To use AutoScale effectively, you need to architect your instances to be ephemeral. That doesn’t necessarily mean using ephemeral storage (but that’s usually a good idea), but you need to be able to survive any AutoScaled instance being terminated or created at any time in an unattended way. (As an aside, a great tool for making sure things continue working like that is Netflix’s Chaos Monkey) Getting to that point isn’t trivial, but it lets you sleep a lot better at night knowing that even if an entire availability zone goes down or you get hammered with traffic, you can trivially add the capacity you need.

For stateless services, this probably isn’t too bad. If your frontends are behind a load balancer, you can automatically add/remove instances from that and if your backends all read from a common queue adding or removing servers there should be easy. It’s obviously trickier for more stateful things like a database where you need to do non-trivial I/O to go from fresh DB server to something useful and we don’t AutoScale those right now for that reason.

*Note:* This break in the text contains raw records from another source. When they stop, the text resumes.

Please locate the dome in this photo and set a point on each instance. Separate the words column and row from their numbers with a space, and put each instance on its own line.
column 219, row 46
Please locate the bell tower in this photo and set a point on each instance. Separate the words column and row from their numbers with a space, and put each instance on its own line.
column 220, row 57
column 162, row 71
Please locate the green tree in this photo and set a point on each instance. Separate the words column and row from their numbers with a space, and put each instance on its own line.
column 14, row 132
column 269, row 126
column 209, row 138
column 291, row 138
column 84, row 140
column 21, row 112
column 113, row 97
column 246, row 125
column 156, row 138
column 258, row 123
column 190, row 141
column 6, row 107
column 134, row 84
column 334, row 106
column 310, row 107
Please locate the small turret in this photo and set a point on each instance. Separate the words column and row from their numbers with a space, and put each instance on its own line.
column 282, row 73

Tools like Chef and Puppet help a lot here. The learning curve can be a bit steep, but you should check them out if you haven’t already and you’re thinking of doing something like this. In a nutshell, they give you a nice way to describe the state of a server so you can automatically go from a fresh OS install to a configured server.

One tool we built to help with this process takes a Chef “role” (i.e. a type of server to configure) and a base Ubuntu AMI then automatically creates a new AMI for that server type. This way, whenever we make a major infrastructure change, I can run a single script to get a new AMI with the change baked right in. That makes it easy to make changes across a lot of infrastructure.

Instance Initialization

Once you can configure the OS and basic services the way you want in a reliable way, you probably need to deploy your latest code to the box and do other init tasks when it comes up.

Our AMI creation tool leaves a script in the AMI that, using Ubuntu’s cloud-init, we run when the new instance is first booted.

This script does a few things:

  1. Register the new node with the Chef server
  2. Run Chef on the node to pick up any new changes since the AMI was created
  3. Deploy the latest production code
  4. Start our app

So far, that pattern of baking most infrastructure changes into the AMI and then having a script to grab the latest Chef changes and code has given us a good balance of low time-to-launch and ease of maintenance.

Deployment

Before AutoScale, our deployment process basically involved a tool to scp the new code to each host and run commands to restart services. The problem with this push-based deployment is that if a new server comes up, you need an operator to push the right version of the code to it. This is fine if bringing up new capacity is always attended and happens rarely, but AutoScale could create a new instance in the middle of the night and needs to be able to get the latest code itself.

So, we changed to a pull-based deployment. In a nutshell, our new deploy tool:

  1. Pushes the code to S3
  2. Gets hostnames of running instances from Chef
  3. On each one, runs a script that pulls the code from S3 and restarts the app (same as steps 3 & 4 from above)

Cleanup

One little gotcha with our approach is that if you’re churning through instances constantly, your Chef or Puppet server will end up with a ton of nodes that have been terminated. Our solution to that was to run a script every few minutes that looks for EC2 instances in the “Terminated” state and removes them from Chef and so far that’s worked pretty reliably.

Configuration

The other hurdle to using AutoScale (especially when you’re first starting out) is that there is no UI to change or see your configuration. You can use the AWS command-line tools to manage it, but that can become error-prone and doesn’t scale well to many different engineers managing many different AutoScaling groups.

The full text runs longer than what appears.